I started dating girls from about the age of fifteen but one great little affair was when I went to
Switzerland
with the school. Well, I fell for a Swiss
miss,
she was very nice... in every way that you can think of! I must admit I had some beautiful girlfriends. I think being a footballer helped a lot. I remember Jimmy Elms who played for United. He often went to the Plaza with me and his girlfriend was this gorgeous sexy girl, a stunning blonde. He never made it in football but he became a very successful businessman – so well done Jimmy. Incidentally he did marry Anne, the blonde he met at the Plaza.

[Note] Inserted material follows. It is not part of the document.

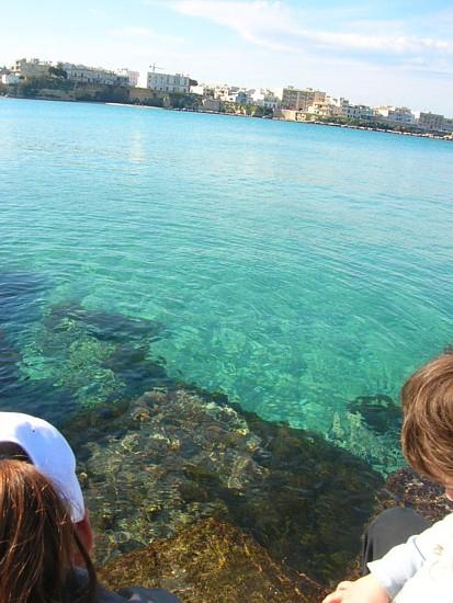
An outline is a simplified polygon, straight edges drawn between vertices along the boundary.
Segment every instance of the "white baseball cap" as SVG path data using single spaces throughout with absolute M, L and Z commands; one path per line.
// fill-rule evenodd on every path
M 61 433 L 44 421 L 21 412 L 0 412 L 0 443 L 21 446 L 47 476 L 69 507 L 72 522 L 84 516 L 83 494 L 76 476 L 76 457 Z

In one of Fred Eyre’s books he says: “If you want to know a certain girl’s name,
ask
Neil Young!” He was joking of course – I had a few but I don’t want to give you the wrong impression about me. I was a good clean-living lad!

*

I don’t think enough has been said in books over the years about Harry Godwin, City’s chief scout. He was a gem of a bloke. He’d played amateur football before the war and joined City as a scout when Les
McDowall
got the manager’s job. Joe knew how good Harry was and made him chief scout. He used to come to our house and make himself feel at home. We would all wait to get a mint off him. There must have been dozens of illustrious and successful players who first signed for the Blues because of Harry Godwin and his packet of mints! It was funny because when I signed one Thursday night at the age of fourteen, the very next week, Johnny Aston and Jimmy Murphy, the
United
coaches came round to try and sign me too. Just think I might have played for that lot.
Nah – not a chance.
I would have turned them down straightaway. As it was I simply said: “Sorry, Johnny. I’ve just signed for City.”